Cleverly weaving the lives of modern-day poet, Dora, with W.H Auden, one of the 20th century’s most established poets, Clark has created gorgeous prose wrapped in a halo of poetic rhythm. Dora’s life is about to change beyond recognition following a move to remote Scottish town, Helensburgh. Newly married and pregnant with her first child, change is inevitable, but what Dora hopes will be a move to inspire, turns out to be a life from which she craves escapism. And escape she does.
We first meet Auden as semi-established poet. The year is 1930 and much like Dora, he makes the move to Helensburgh in the hope it will spur on his creativity. Larchfield, the independent boys’ school Auden finds himself ‘teaching’ at, is everything you’d hope a boys’ school would not be. Littered with bullies (staff and pupils alike), lacking funds, enthusiasm and any sense of welfare, it’s no place for the likes of Auden and anyone who dares sway from the text-book masculine image young boys are expected to emulate. A joke to both colleagues and pupils, Auden is no walkover, and leaves more an impression on these young boys than he dares to realise. His kindness towards Jamie, a lonely, sickly boy, is so selflessly genuine that Auden’s character traits, so publically mocked, are what serve him so well in this case.

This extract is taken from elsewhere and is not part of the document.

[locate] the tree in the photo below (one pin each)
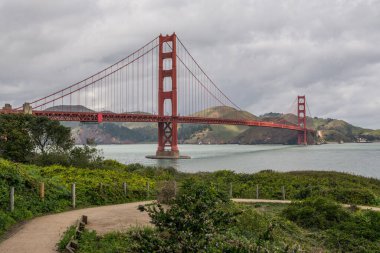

Leading two completely different lives, Dora and Auden, share such fragile symmetry that collides perfectly through Clark’s imagining of their stories, past and present. And their first ‘encounter’ is the stuff of childhood fantasy. Who could resist a message in a bottle?
As Dora battles to find her place in this new world, her hellish Christian neighbours’, Mo and Terrence, torment and plague her every move; much of which goes unnoticed, adding more fuel to the fire between Dora and husband, Kit. As a mum, my heart ached for Dora’s desperate and often cruel situation. So-called ‘support’ pumped full of hatred and pre-conceived notions about Dora’s choices as a mum, made me wince, especially knowing Clark drew on personal experience as a catalyst for this book – I sincerely hope both Clark and Dora put to bed any such criticism. My heart goes out to any mum facing any such ridicule.
Decades apart, Auden, is battling his own life choices. As a homosexual in the 1930’s, he is far from socially acceptable, despite his knack for conversation and thoroughly fascinating take on life. Trying desperately to seek his own escapism, he finds a friend in Larchfield’s, Daphne, the headmaster’s dying wife. A lady in need of uplifting, she takes an instant shine to Auden’s rather eccentric approach. Their regular meetings make for some beautiful and rather amusing scenes.
Clark has pulled off a debut novel that has not only struck a chord with me, but has fired up a desire to delve into the often-misunderstood world of poetry. In some ways, poems are the ultimate short story, crammed full of emotion, passion, shock, heartache. Perhaps poetry could provide that daily dose of escapism or realism, we all sometimes need?
This copy of Larchfield was provided for review purposes by Elizabeth Masters, at Quercus Books.